The Integrative Center for Learning and Memory (ICLM) is a multidisciplinary center of UCLA labs devoted to understanding the neural basis of learning and memory and its disorders. This will require a unified approach across different levels of analysis, including;

1. Elucidating the molecular cellular and systems mechanisms that allow neurons and synapses to undergo the long-term changes that ultimately correspond to 'neural memories'.

2. Understanding how functional dynamics and computations emerge from complex circuits of neurons, and how plasticity governs these processes.

3. Describing the neural systems in which different forms of learning and memory take place, and how these systems interact to ultimately generate behavior and cognition.

History of ICLM

The Integrative Center for Learning and Memory formally LMP started in its current form in 1998, and has served as a platform for many interactions and collaborations within UCLA. A key event organized by the group is the weekly ICLM Journal Club.

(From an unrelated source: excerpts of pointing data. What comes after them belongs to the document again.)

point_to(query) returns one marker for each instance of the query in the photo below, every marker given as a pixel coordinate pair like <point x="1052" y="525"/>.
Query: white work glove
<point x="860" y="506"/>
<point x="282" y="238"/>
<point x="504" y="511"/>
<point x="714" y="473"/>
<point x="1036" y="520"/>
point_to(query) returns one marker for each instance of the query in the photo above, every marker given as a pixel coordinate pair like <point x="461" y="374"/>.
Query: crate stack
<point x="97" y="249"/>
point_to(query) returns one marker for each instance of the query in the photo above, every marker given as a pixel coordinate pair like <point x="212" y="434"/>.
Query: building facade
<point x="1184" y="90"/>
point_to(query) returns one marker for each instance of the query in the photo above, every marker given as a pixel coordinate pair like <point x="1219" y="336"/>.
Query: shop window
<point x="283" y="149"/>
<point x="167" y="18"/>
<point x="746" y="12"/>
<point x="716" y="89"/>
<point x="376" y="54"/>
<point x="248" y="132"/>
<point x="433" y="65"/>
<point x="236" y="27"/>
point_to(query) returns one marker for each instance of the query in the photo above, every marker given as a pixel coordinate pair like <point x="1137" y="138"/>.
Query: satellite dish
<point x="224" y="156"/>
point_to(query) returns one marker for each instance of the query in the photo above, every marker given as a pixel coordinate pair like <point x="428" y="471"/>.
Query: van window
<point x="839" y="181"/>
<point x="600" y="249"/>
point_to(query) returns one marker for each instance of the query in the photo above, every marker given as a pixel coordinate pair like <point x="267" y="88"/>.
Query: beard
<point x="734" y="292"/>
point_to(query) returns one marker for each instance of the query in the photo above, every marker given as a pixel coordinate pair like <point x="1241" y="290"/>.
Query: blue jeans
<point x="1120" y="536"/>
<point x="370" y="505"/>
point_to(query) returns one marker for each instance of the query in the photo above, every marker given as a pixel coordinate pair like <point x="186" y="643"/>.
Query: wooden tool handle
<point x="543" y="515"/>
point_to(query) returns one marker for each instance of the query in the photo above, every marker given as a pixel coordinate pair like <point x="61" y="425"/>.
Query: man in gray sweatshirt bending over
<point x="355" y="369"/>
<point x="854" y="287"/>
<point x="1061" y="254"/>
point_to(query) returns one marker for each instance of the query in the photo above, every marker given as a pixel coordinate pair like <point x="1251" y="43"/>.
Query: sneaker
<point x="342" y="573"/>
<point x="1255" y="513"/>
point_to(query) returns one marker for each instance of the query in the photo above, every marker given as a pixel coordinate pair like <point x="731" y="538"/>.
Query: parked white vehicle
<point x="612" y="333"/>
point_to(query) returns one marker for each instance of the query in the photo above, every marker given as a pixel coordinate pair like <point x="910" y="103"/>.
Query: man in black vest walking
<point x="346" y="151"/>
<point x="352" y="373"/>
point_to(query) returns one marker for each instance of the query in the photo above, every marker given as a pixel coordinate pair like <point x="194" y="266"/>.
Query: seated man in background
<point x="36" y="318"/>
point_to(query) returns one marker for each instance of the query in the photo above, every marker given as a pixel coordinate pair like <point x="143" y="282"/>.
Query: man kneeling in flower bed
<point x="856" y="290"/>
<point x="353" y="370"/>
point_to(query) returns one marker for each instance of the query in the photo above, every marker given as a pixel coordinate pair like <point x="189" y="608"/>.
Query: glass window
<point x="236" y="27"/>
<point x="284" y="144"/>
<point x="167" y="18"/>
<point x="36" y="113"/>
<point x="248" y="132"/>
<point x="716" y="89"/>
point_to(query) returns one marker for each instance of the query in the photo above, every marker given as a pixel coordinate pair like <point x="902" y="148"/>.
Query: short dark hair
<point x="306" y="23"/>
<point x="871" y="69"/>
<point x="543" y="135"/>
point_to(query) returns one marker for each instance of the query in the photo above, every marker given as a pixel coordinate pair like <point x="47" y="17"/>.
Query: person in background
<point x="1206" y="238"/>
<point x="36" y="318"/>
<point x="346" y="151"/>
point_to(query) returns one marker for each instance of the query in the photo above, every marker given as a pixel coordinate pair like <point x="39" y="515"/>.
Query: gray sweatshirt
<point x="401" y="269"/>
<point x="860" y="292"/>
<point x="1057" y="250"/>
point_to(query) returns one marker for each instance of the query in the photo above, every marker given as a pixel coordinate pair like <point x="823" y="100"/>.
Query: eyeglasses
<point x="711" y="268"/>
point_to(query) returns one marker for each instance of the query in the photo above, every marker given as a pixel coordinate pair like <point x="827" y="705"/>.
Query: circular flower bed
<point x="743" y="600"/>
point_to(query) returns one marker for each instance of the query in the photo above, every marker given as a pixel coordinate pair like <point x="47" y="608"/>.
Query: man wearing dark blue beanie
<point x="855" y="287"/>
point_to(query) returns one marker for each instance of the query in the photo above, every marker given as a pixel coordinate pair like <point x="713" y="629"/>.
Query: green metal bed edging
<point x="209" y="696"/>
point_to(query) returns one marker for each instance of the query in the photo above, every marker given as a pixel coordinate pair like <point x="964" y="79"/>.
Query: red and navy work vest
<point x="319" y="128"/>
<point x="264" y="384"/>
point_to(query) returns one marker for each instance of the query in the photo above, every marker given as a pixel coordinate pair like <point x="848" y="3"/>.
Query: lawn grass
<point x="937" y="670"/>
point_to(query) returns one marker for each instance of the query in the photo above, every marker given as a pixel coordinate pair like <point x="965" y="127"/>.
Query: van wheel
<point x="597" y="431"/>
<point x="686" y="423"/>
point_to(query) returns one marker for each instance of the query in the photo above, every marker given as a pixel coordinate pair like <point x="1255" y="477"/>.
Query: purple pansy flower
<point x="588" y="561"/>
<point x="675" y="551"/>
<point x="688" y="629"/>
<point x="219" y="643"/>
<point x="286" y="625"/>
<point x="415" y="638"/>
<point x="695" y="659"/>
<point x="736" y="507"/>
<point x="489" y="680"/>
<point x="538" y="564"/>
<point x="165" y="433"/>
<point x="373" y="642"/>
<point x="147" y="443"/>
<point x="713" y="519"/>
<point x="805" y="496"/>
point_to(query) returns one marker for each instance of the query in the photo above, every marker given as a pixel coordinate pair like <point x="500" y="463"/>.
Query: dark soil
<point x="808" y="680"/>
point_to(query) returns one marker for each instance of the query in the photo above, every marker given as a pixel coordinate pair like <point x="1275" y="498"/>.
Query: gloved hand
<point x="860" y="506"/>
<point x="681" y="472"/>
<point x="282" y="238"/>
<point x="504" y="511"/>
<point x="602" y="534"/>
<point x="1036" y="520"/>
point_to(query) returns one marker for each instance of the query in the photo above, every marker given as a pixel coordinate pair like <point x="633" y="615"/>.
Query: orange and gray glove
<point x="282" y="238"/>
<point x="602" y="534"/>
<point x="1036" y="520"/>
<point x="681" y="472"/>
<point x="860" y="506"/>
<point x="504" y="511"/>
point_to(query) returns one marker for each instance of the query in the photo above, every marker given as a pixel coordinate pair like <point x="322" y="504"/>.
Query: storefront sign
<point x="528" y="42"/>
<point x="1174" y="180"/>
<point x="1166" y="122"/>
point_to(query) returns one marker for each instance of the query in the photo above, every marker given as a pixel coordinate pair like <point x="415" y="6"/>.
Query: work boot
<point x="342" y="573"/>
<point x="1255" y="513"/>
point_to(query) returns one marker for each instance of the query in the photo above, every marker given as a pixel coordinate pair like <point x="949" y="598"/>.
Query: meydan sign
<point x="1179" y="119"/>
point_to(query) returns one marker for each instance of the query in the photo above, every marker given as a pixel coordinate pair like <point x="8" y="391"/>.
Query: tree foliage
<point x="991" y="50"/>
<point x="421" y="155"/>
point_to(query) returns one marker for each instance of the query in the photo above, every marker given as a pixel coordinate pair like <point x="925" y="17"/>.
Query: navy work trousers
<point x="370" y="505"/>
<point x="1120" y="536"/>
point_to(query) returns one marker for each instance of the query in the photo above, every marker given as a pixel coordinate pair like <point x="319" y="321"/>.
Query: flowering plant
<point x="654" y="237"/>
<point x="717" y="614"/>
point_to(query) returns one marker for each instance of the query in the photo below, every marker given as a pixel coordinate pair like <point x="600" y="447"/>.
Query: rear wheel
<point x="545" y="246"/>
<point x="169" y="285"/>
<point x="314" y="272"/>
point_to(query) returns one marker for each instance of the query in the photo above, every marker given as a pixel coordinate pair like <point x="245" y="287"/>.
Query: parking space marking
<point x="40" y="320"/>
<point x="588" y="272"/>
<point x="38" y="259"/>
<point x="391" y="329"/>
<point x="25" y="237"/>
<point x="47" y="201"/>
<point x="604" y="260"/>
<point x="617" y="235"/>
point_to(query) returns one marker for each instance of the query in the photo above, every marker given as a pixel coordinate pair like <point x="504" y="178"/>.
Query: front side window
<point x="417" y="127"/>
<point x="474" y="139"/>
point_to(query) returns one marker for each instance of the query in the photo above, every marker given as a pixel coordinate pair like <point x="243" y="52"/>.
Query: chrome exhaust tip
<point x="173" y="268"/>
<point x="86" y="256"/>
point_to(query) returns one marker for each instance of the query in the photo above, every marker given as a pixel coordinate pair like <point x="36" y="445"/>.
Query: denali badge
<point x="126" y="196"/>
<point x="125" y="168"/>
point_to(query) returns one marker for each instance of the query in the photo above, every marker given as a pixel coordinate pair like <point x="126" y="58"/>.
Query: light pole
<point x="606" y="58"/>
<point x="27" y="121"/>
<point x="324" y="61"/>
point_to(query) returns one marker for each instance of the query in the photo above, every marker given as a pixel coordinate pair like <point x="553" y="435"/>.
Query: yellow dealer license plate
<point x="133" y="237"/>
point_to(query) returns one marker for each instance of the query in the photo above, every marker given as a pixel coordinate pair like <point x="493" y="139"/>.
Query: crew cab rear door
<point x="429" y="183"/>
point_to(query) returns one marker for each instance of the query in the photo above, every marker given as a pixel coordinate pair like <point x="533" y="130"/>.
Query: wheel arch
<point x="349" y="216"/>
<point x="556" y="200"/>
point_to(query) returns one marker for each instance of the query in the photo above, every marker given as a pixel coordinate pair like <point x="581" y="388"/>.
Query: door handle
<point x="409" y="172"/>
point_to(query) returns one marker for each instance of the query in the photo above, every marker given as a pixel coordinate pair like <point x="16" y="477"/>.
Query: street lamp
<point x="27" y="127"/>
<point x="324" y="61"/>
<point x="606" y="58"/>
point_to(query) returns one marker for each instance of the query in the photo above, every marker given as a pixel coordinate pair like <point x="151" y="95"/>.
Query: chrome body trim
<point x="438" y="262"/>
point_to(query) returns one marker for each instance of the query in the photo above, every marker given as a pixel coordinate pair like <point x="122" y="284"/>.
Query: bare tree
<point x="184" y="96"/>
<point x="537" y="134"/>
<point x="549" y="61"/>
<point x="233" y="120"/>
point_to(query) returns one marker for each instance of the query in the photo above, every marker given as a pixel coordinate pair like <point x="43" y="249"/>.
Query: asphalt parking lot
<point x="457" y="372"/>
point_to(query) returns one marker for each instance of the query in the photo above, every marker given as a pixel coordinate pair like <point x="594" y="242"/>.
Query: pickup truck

For more than 10 years, graduate students, postdocs, principal investigators, and invited speakers have presented on topics ranging from the molecular mechanisms of synaptic plasticity, through computational models of learning, to behavior and cognition. Dean Buonomano oversees the ICLM journal club with help of student/post doctoral organizers. For other events organized by ICLM go to http://www.iclm.ucla.edu/Events.html.

Current Organizers:

Walt Babiec (O'Dell Lab) & Helen Motanis (Buonomano Lab)

Current Faculty Advisor:

Dean Buonomano


Past Organizers:

i) Anna Matynia(Aug 2004 - Jun 2008) (Silva Lab)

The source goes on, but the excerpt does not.